Assemblywoman Aileen Gunther appeared with Sen. John Bonacic, to her left, and local emergency responders at a news conference on July 23 in Rock Hill.
TRR photo by Fritz Mayer

By Fritz Mayer
July 30, 2014

ROCK HILL, NY — In New York State, firefighters are allowed to check the background of potential volunteer firefighters for arson convictions, but are not allowed to check for convictions of sexual offences.

Assemblywoman Aileen Gunther and Sen. John Bonacic would like to change that. They staged a news conference on July 23 outside of the firehouse in Rock Hill to urge Gov. Andrew Cuomo to sign legislation recently passed by both houses of the legislature that would change the law.

Bonacic said, “There are 93,000 volunteer firefighters in the State of New York. What this legislation would do is protect fire companies from being sued, from liability arising from a sexual predator member that might go into a home and abuse young children. This is important. The legislature adopted it almost unanimously with only one negative vote. I frankly think it’s a no-brainer for the governor, I’m very confident that when it gets to his desk he will sign it.”

Money for storm damage

Bonacic then addressed the issue of the damage that was caused in the towns of Callicoon and Delaware and the Village of Jeffersonville during the flooding in early July.

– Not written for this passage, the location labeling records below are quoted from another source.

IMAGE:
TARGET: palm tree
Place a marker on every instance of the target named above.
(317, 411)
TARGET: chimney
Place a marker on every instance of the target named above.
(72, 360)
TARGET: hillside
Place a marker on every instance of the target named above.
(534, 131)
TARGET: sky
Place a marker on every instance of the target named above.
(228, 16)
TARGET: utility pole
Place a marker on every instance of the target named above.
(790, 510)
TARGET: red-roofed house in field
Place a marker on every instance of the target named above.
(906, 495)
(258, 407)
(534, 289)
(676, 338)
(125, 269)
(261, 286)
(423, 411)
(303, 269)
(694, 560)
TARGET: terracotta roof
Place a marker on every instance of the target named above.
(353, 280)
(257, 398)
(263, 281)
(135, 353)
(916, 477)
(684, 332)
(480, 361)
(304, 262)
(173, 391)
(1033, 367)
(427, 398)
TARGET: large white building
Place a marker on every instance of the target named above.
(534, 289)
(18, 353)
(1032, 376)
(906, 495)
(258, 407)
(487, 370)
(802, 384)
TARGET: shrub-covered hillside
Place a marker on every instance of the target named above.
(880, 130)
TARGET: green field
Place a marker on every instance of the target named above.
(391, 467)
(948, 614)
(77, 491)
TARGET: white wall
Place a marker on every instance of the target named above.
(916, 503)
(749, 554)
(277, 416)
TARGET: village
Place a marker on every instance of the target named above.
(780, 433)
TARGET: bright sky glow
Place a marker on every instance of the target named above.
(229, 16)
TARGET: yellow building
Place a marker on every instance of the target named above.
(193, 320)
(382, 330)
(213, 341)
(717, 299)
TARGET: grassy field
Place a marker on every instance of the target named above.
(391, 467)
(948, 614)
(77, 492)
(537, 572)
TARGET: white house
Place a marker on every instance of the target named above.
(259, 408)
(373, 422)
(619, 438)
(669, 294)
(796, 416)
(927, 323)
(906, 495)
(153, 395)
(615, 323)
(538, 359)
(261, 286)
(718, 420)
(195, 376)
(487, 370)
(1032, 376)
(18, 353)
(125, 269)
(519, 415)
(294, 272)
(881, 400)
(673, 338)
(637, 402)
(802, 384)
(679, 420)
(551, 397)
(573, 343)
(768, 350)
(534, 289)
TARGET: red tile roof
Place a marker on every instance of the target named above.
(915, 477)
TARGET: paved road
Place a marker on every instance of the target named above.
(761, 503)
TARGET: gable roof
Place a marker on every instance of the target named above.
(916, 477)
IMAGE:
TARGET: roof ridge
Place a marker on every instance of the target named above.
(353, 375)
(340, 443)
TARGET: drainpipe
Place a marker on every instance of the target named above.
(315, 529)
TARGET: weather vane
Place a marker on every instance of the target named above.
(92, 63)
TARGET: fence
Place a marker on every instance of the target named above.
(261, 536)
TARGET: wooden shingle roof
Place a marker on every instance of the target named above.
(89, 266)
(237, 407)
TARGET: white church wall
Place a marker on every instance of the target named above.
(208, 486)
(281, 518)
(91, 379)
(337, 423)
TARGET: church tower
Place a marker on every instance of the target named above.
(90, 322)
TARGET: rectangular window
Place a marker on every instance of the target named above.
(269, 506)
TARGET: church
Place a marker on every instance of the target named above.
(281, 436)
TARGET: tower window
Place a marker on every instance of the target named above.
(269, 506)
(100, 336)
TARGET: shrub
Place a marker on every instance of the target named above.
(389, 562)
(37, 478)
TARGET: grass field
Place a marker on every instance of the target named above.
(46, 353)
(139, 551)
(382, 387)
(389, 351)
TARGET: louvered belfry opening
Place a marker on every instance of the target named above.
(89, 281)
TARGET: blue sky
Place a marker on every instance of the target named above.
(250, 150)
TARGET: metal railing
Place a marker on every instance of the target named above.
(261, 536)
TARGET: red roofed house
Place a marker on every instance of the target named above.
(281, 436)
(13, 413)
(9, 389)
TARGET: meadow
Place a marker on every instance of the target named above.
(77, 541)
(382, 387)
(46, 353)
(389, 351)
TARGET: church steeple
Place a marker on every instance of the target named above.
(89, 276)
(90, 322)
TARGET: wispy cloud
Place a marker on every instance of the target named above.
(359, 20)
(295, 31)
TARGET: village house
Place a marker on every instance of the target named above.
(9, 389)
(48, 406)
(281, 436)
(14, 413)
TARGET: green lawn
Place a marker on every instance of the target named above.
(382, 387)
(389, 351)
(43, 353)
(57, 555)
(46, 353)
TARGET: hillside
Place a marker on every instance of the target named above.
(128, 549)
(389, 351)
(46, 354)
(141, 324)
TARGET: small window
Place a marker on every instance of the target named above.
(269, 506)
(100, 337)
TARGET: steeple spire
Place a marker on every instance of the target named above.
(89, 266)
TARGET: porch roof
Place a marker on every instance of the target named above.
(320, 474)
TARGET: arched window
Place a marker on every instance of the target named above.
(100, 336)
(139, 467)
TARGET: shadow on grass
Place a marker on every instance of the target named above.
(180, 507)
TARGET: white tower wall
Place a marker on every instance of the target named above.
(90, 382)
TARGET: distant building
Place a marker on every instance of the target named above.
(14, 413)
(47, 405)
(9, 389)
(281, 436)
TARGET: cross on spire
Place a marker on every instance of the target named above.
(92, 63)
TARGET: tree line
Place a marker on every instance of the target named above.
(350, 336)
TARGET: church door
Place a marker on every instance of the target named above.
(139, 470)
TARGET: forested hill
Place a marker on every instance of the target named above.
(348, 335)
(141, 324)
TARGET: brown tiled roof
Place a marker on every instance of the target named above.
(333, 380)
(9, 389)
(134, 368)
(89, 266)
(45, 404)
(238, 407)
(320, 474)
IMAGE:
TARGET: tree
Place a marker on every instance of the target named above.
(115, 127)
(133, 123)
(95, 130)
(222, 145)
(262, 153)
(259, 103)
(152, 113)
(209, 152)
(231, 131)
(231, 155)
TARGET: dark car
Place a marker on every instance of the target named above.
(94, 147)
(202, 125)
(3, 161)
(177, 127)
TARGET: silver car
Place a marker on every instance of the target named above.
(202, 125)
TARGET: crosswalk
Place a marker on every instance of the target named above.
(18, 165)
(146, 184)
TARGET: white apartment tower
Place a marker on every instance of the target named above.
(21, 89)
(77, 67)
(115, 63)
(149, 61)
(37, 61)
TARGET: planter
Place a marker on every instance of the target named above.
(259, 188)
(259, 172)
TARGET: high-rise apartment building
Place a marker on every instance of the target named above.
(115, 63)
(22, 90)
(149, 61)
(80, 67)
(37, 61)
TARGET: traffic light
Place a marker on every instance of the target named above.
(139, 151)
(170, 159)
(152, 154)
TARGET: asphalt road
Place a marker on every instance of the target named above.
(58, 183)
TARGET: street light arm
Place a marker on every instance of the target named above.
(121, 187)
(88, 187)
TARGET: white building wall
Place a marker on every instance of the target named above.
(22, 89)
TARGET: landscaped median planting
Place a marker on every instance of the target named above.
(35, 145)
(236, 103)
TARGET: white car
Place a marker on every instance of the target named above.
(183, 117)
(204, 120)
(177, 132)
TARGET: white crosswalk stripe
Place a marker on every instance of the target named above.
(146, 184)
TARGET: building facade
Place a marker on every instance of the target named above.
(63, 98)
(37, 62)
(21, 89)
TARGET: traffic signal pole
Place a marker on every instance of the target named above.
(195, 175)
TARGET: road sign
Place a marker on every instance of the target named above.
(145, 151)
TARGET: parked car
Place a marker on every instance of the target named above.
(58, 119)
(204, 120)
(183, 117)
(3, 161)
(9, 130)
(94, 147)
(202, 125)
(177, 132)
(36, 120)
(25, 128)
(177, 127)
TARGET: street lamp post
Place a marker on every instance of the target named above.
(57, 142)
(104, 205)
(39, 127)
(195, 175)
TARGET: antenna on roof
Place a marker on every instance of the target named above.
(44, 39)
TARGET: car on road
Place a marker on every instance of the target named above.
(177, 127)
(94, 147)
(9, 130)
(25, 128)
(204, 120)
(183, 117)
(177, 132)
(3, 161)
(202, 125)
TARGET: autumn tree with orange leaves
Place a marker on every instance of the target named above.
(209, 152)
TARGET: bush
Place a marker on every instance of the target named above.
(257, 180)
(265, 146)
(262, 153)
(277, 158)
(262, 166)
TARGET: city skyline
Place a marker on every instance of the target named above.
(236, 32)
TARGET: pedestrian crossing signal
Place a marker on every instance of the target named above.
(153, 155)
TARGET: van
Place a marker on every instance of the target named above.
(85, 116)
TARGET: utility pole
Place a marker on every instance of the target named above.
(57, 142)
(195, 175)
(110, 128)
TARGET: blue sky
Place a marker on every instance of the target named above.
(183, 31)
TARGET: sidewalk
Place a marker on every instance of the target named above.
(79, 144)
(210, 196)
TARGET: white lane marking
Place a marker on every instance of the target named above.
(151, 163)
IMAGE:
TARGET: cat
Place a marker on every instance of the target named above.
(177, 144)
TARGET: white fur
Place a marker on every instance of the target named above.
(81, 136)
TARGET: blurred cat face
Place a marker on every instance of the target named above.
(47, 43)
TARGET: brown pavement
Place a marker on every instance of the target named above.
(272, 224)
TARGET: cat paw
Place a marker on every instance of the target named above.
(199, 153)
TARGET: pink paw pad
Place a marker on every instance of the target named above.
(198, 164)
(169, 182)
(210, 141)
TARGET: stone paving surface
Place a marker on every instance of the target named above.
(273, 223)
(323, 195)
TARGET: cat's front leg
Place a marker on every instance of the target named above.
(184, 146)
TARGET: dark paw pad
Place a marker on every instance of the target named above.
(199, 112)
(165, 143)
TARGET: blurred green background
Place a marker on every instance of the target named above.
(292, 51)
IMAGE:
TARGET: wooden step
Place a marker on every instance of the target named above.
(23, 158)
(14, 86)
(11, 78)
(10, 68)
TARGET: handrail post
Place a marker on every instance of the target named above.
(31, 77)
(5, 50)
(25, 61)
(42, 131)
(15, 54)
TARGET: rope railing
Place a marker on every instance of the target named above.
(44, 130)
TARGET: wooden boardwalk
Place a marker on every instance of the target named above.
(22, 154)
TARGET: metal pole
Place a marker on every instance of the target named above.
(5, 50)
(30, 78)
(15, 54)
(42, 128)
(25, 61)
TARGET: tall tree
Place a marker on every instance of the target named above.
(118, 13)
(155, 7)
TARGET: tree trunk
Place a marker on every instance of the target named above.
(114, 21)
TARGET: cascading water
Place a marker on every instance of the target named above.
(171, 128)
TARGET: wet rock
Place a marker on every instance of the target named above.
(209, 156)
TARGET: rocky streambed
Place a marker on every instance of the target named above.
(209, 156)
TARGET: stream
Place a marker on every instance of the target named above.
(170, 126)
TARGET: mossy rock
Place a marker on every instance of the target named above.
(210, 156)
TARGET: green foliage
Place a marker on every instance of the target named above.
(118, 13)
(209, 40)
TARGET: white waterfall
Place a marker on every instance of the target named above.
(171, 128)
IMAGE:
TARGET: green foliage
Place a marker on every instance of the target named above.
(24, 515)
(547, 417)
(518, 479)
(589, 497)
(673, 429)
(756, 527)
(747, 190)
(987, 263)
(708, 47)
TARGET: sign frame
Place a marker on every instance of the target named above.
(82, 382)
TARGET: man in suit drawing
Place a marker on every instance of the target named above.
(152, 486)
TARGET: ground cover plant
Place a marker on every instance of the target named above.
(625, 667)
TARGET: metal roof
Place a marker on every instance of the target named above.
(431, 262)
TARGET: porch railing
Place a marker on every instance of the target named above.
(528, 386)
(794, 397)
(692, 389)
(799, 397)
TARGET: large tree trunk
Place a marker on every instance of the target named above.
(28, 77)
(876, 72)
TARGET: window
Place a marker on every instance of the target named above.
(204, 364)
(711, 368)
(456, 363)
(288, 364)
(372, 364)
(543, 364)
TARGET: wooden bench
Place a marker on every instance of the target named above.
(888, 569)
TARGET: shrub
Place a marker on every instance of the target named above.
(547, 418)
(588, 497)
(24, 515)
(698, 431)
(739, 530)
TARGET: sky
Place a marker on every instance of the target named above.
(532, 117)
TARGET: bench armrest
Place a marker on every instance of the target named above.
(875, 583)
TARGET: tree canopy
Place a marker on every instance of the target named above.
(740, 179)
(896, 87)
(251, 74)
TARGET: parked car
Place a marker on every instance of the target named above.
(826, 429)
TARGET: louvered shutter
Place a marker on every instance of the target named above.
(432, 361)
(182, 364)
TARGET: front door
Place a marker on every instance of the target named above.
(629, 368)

It’s estimated that the damage will be about $3 million, which is not enough to trigger relief aid from the Federal Emergency Management Agency.

But Bonacic said, “If Cuomo determines that there has been substantial damage to infrastructure, there’s been substantial damage to residents and businesses, he can authorize the state Emergency Management Agency to give grants to these communities to get them back on their feet.” He said he was going to ask Cuomo to make that determination.

Gunther noted that because property assessments are comparatively low in Sullivan County, the awarding of relief is not on a level playing field. She said, “If you have three houses in Westchester that are damaged, they’ll meet the threshold right away. But in our community the assessments are a lot lower, so it’s really unfair and I think we need to write legislation to take that into account.”